Louis Arène, ancien élève à l'Ecole du Jeu.

C. D. Avez-vous déjà eu l’occasion de travailler ensemble en dehors de l’école ?

L. A. J’ai réalisé un film il y a quatre ans dans lequel Julie a joué, ainsi que Judith Chemla et Lionel Lingelser. On a travaillé à partir d’improvisations sur des personnages très marqués.

Dans le cinéma français, actuellement, le type de jeu est naturaliste. Nous avions envie de voir comment nous pouvions amener des personnages hauts en couleur face au média de la caméra.

Nos personnages étaient des rock-stars qui avaient décidé de partir ensemble à la campagne !
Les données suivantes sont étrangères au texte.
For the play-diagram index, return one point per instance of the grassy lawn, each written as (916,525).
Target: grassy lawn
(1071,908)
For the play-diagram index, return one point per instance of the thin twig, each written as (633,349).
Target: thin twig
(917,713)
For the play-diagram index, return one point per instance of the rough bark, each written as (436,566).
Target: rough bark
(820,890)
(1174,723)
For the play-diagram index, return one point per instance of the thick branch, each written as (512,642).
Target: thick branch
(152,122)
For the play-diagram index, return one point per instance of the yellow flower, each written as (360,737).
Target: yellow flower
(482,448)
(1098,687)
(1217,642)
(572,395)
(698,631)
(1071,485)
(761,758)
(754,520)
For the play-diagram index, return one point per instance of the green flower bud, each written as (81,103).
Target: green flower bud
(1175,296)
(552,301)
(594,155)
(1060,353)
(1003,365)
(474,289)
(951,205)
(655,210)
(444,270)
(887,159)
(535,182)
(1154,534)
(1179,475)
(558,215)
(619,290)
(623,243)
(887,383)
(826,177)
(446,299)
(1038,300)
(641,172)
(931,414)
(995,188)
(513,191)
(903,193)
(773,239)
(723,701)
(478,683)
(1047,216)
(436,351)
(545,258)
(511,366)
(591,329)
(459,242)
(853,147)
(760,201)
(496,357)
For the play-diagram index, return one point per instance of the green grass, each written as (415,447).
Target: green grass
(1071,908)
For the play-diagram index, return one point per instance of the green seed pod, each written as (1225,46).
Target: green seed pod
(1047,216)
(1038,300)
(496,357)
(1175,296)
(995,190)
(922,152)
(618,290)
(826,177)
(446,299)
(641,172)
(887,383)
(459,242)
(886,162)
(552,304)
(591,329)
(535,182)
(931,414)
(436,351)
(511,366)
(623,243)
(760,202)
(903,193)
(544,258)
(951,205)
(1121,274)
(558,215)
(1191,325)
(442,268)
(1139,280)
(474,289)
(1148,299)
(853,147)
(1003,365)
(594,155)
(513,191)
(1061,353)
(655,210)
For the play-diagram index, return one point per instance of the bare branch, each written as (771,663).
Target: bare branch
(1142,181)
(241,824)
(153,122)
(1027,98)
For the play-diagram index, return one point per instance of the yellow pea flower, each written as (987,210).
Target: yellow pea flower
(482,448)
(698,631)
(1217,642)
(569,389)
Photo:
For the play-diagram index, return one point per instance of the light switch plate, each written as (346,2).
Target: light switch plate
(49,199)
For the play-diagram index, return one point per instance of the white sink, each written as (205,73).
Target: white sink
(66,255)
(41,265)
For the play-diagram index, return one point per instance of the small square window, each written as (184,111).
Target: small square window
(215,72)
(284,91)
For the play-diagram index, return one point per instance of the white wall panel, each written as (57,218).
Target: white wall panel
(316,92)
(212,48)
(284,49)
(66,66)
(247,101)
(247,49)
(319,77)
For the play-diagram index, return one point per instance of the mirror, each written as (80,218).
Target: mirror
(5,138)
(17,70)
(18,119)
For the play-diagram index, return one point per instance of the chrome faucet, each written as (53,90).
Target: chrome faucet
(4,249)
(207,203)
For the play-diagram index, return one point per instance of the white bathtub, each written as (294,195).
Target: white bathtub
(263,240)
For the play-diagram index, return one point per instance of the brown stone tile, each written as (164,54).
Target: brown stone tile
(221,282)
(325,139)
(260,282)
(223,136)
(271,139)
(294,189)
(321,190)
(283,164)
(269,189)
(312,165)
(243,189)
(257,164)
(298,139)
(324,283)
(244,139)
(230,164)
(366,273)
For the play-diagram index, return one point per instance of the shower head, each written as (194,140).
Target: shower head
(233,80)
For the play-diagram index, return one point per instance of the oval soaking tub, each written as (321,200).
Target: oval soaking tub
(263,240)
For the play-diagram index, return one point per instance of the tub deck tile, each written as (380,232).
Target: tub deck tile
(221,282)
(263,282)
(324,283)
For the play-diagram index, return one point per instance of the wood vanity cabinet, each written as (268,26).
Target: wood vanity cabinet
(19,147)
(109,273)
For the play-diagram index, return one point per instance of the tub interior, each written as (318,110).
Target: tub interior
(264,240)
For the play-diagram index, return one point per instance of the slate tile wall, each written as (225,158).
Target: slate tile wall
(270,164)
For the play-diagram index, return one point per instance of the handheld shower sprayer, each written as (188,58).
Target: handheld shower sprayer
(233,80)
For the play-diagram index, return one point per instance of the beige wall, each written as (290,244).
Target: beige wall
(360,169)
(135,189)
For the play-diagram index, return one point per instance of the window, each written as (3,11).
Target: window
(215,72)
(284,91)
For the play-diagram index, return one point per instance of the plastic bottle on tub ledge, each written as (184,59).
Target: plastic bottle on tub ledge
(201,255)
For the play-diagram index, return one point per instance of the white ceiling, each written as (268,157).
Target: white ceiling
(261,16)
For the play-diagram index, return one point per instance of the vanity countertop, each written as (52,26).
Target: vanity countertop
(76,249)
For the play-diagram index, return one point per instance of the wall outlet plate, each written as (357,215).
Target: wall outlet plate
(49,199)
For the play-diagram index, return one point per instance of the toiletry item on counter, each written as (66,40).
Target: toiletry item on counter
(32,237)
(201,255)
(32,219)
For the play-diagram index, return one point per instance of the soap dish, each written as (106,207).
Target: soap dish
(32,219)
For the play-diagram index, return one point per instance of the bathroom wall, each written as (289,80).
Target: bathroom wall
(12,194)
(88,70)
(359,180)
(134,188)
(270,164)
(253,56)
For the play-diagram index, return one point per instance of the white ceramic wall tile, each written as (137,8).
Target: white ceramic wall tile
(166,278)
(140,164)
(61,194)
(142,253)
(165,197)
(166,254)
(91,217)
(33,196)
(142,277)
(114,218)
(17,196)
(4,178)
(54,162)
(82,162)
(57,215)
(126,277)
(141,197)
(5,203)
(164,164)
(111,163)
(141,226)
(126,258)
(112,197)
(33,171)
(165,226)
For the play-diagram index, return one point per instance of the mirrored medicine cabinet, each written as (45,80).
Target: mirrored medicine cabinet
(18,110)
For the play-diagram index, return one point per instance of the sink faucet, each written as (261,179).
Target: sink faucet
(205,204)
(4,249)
J. M. Delphine nous a d’ailleurs fait travailler pendant 5 jours sur la construction de nos personnages. Il fallait que notre personnage puisse se développer, de sorte que le tournage soit presque un documentaire : on pouvait les mettre dans n’importe quelle situation, ils réagissaient et vivaient. On a beaucoup travaillé leurs corps, de manière à pouvoir y entrer et en sortir de manière fluide et concrète.

C. D. Cela fait maintenant 5 ans que vous êtes passés par l’école. Quels liens gardez-vous avec ce lieu et avec Delphine Eliet ?

L. A. C’est une amie. Elle reste aussi pour moi un Maître : elle m’a vraiment appris à travailler, à m’adapter quelle que soit la situation, à trouver un endroit intéressant dans un projet qui plaît moins que d’autres… Quand je suis sorti, j’avais peur de perdre le rapport au corps que j’avais travaillé tous les jours dans le cadre des cours. Mais il faut faire confiance dans le fait que le travail se dépose.

Par exemple, je m’échauffe très peu avant de jouer, mais je fais toujours le chemin pour être « disponible » : il suffit parfois d’être là et de discuter avec un comédien, ou prendre une minute tout seul à ne rien faire…

Ce qui m’a marqué également est le travail sur des forces qui sont complètement en contradiction, voire paradoxales. Sur le plateau, quand tu n’en as « rien à faire », mais que tu fais ça avec le plus grand sérieux du monde, c’est génial !

Julier Moulier, élève à l'Ecole du Jeu

J. M. Moi, j’ai également appris à travailler. Et ce que je retiens le plus est le trajet effectué par Delphine : c’est une actrice qui a imaginé, inventé, à chaque endroit dans le travail, comment elle avait envie de jouer. Sa pédagogie est née de son parcours.

En tant que pédagogue, elle apprend à être soi-même, et non pas un « faiseur ». Je crois que l’on ne reconnait pas un acteur qui sort de l’École du jeu grâce au type de théâtre qu’il pratique, mais plutôt grâce à une attitude, une liberté, une acuité… Delphine fait travailler tous les styles, tous les codes : après, c’est au comédien de choisir ce qu’il aime.

Ce que je garde surtout est le fait que cette école questionne en permanence le comédien qui y travaille : lorsque j’y étais, je me suis beaucoup interrogée sur la question de la profondeur.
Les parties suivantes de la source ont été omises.